Objective Analysis of Capitellum Exposure for Autologous Osteochondral Reconstruction
Christine Cleora Johnson, MD1; Susanne M Roberts, MD2; Lauren Wessel, MD2; Douglas Mintz, MD2; Peter D Fabricant, MD, MPH2; Robert N Hotchkiss, MD3; Aaron Daluiski, MD4; (1)Orthopaedic Surgery, Hospital for Special Surgery, New York, NY, (2)Hospital for Special Surgery, New York, NY, (3)Hand and Upper Extremity, Hospital for Special Surgery, New York, NY, (4)Hand and Upper Extremity Surgery, Hospital for Special Surgery, New York, NY
The location of capitellar osteochondritis dissecans (OCD) lesions in the sagittal plane guides the surgical approach used for autologous osteochondral transplantation (OATS) procedures. The aim of this cadaveric study was to compare the region of capitellum accessible in the sagittal plane through three commonly used surgical approaches: 1) posterior anconeus-split; 2) lateral without release of the lateral collateral ligament (LCL-preserving lateral approach); and 3) lateral approach with release of the lateral collateral ligament (LCL-sacrificing lateral approach).

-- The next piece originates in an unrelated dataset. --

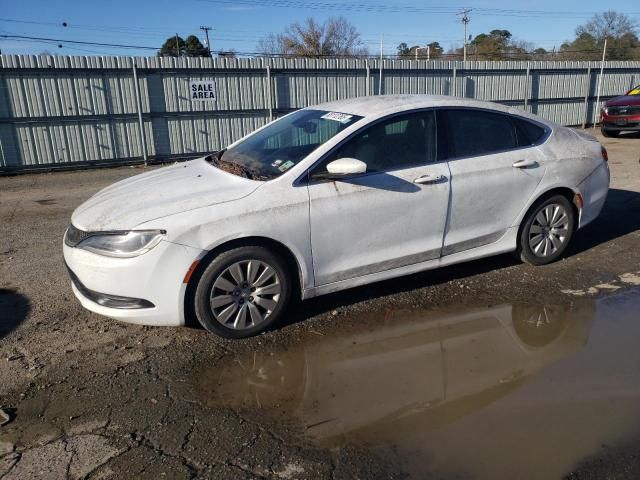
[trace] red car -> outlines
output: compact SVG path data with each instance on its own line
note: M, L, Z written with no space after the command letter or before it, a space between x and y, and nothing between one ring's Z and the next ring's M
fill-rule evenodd
M605 137L640 132L640 85L605 103L600 112L600 130Z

Three approaches were sequentially performed on fresh frozen cadaveric upper extremities: posterior anconeus-splitting (n=9), LCL-preserving lateral approach (n=9), and LCL-releasing lateral approach (n=9). For each approach, an OATS harvester was used to demarcate the accessible capitellar region, and the anterior and posterior extents of visualization were marked with Kirschner wires. Each elbow then underwent computed tomography, and the visible surface obtained with each approach was quantified as degrees on the capitellum. Consistent with previous methodology, the 0° axis was defined in relation to the anterior humeral line and capitellum center. Mean extent of anterior, posterior and total arc exposure was calculated for each approach. Repeated measures analysis of variance (RM-ANOVA) with Bonferroni correction was used to determine mean within-specimen, between-approach differences and test for statistical significance. All tests were two-tailed and P=0.05 was used as the threshold for statistical significance.
The LCL-preserving and LCL-sacrificing lateral approaches provided more exposure of the anterior capitellum (mean anterior extent, 0.0 degrees) than the anconeus-split approach (mean anterior extent, 82.6 degrees; p<0.001). The anconeus-split approach provided access to more posterior capitellum (mean posterior extent, 215.0 degrees) than both the LCL-preserving lateral approach (mean, 117.1 degrees, p<0.001) and the LCL-sacrificing lateral approach (mean, 145.0 degrees, p<0.001). The LCL-sacrificing lateral approach allowed for significantly more posterior exposure than the LCL-preserving lateral approach (p<0.001), as shown in Figure 1. The mean arc of visualization was significantly greater for LCL-sacrificing lateral approach (mean, 145.0 degrees) than the LCL-preserving lateral approach (mean, 117.1 degrees; p=0.002), as shown in Figure 2.
The posterior anconeus-splitting approach, the LCL-preserving lateral approach, and the LCL-releasing lateral approach allow variable access to the capitellum for autologous osteochondral reconstruction. Based on these results, posterior lesions may be most accessible through an anconeus-splitting approach, while either lateral approach may provide exposure of anterior-based lesions. This data can inform clinical decisions regarding the appropriate surgical approach for any given OCD lesion based on sagittal lesion location.